One parent shared that she and her four-year-old daughter often experienced stressful mornings getting out the door for school, which led to sullen and silent car rides. Armed with ideas for promoting loving relationships, this parent started sharing three things she loved about her daughter as soon as they would get in the car. Over time, they both noticed how much easier the mornings had become, and her daughter even voluntarily began to share three things she loved about her mother.

And they still engage in this practice—two years later!

That is what this program hopes to do: create sustained positive parenting by focusing on character strengths. While evaluations of the program have not looked at long-term behavior change, the increases in confidence experienced by ambassadors and café participants suggest that these parents now have tools that they can continue to use throughout their parenting journey.

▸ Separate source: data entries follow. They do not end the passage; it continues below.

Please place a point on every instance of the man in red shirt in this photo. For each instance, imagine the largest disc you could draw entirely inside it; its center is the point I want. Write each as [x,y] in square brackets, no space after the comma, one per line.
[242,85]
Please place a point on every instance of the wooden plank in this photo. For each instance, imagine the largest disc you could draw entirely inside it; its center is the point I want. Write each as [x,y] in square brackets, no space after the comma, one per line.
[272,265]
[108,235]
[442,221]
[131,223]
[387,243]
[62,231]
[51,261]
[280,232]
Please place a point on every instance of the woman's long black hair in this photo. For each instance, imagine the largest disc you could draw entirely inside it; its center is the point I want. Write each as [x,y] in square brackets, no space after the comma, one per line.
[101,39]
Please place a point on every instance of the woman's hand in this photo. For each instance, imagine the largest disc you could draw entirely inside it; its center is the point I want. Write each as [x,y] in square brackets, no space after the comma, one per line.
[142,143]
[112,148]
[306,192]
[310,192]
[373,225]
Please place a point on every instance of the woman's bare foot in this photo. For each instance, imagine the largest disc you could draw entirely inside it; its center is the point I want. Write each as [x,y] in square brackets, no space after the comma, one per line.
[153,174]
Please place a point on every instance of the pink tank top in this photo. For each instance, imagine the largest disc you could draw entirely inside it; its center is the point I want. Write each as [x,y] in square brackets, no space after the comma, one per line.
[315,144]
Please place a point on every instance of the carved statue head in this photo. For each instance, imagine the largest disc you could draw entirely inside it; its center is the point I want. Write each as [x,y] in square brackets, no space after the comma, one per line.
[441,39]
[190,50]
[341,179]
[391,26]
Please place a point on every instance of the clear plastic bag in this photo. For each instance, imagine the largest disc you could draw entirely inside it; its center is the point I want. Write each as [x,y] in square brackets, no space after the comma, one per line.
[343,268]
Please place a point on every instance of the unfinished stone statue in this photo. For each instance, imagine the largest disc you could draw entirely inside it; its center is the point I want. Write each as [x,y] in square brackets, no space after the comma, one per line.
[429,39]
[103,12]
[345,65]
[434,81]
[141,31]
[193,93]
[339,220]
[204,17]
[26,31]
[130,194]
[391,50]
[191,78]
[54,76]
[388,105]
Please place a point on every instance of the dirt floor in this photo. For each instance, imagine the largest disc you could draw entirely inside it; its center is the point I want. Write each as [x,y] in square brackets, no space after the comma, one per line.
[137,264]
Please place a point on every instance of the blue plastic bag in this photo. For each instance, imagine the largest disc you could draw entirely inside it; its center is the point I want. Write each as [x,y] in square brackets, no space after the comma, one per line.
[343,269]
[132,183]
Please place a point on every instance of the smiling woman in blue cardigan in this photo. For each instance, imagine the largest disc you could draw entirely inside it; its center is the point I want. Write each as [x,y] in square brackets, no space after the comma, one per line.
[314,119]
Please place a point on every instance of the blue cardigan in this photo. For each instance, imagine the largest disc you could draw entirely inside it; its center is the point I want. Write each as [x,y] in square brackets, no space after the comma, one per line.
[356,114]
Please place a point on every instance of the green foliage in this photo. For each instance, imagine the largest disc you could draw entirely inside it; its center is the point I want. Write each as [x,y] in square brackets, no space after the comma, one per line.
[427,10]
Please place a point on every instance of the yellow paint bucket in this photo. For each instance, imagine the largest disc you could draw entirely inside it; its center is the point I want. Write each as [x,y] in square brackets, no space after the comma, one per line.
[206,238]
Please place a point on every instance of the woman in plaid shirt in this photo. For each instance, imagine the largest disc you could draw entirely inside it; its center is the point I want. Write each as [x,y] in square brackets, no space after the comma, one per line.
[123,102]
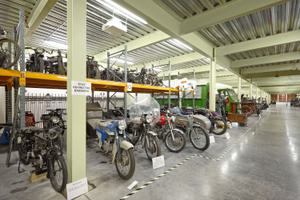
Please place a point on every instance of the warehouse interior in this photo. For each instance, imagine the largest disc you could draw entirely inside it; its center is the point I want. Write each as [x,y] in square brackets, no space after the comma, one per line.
[155,99]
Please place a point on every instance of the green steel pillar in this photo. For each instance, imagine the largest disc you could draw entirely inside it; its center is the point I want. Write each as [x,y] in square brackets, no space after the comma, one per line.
[239,88]
[251,91]
[212,83]
[76,136]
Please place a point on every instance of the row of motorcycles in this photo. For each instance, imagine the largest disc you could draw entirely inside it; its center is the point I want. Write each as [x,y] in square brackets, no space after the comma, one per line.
[38,62]
[146,125]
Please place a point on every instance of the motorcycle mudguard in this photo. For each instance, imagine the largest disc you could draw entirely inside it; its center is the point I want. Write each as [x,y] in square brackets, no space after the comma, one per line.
[126,145]
[179,130]
[152,133]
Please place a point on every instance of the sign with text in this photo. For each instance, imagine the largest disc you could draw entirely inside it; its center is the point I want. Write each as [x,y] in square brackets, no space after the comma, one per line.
[158,162]
[81,88]
[129,87]
[77,188]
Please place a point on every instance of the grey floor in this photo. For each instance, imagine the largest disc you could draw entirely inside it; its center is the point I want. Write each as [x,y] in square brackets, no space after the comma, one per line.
[260,161]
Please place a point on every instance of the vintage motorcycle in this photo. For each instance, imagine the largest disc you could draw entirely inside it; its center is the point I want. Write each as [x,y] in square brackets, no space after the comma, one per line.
[194,127]
[54,119]
[141,131]
[36,146]
[174,138]
[218,124]
[112,138]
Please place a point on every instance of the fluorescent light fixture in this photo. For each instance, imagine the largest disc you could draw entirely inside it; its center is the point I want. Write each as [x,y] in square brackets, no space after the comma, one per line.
[180,44]
[118,60]
[56,45]
[116,8]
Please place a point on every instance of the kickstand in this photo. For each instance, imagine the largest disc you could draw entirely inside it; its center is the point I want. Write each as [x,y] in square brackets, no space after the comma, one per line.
[19,168]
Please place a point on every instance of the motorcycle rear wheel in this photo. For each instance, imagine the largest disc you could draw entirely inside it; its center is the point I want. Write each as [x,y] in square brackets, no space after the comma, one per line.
[58,173]
[177,144]
[220,127]
[199,138]
[125,158]
[152,148]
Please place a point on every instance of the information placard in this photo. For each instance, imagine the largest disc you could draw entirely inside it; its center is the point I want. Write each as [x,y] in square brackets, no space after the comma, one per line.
[158,162]
[81,88]
[77,188]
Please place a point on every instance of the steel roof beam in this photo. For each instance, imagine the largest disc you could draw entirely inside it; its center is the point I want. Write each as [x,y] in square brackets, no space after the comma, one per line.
[278,39]
[39,12]
[225,12]
[266,59]
[161,19]
[146,40]
[173,60]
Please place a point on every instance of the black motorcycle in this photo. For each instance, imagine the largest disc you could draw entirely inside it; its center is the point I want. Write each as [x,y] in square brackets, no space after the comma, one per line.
[54,118]
[218,123]
[36,146]
[141,130]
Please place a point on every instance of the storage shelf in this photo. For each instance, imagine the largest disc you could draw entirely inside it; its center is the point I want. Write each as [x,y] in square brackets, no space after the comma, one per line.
[53,81]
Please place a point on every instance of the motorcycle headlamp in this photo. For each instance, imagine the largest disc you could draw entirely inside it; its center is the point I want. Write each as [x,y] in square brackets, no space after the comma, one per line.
[122,125]
[149,118]
[55,120]
[173,118]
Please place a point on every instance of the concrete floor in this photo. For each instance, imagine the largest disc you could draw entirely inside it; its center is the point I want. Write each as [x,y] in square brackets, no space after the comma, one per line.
[260,161]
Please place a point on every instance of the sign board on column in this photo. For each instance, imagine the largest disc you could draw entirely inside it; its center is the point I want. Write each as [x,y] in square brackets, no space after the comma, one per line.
[129,87]
[81,88]
[158,162]
[77,188]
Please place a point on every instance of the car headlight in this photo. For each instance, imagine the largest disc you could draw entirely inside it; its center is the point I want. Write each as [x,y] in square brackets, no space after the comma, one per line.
[55,120]
[149,118]
[122,125]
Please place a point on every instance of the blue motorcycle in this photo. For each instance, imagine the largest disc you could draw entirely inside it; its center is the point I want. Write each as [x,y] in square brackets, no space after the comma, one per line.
[112,138]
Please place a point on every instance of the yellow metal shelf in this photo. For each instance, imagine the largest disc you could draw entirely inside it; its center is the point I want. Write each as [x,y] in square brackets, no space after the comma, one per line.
[39,80]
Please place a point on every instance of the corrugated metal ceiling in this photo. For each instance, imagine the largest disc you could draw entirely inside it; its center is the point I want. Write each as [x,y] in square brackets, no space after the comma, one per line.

And while this program focuses on the skills and confidence of the parents, it is clearly translating to the children, as well. “We, as parents, are their first teachers, and so if we can model these behaviors within our own environments—not just be with our children but with our partners, with our friends, with our family members—this is something we can transmit,” says Hernandez.

Why teach parenting on college campuses

Beyond the fact that there are more parents attending college than ever before, college campuses are a great environment to promote positive parenting practices. The community atmosphere of a campus provides opportunities for parents to learn with and from fellow parents.

Another perk of housing a program like this on a college campus is that, as students, these parents are often eager to learn. “Because we are in an academic setting, many of our parents really care about the science and the research,” says Hernandez. They have learned that their best parent ambassadors are the ones who are motivated and excited to learn, as this seems to rub off on other parents that they work with.

While the University Village program will likely continue to make adjustments as the United States emerges from the COVID pandemic, they see their initial work—and the positive impact on parents—as an encouraging model.

Hernandez hopes to expand the work at University Village by creating more peer-led workshops and creating a parenting program for teens. And she hopes this work can spread beyond UC Berkeley. She says, “It would be incredible if other campuses with families were inspired by our program and implement something similar on their campuses.”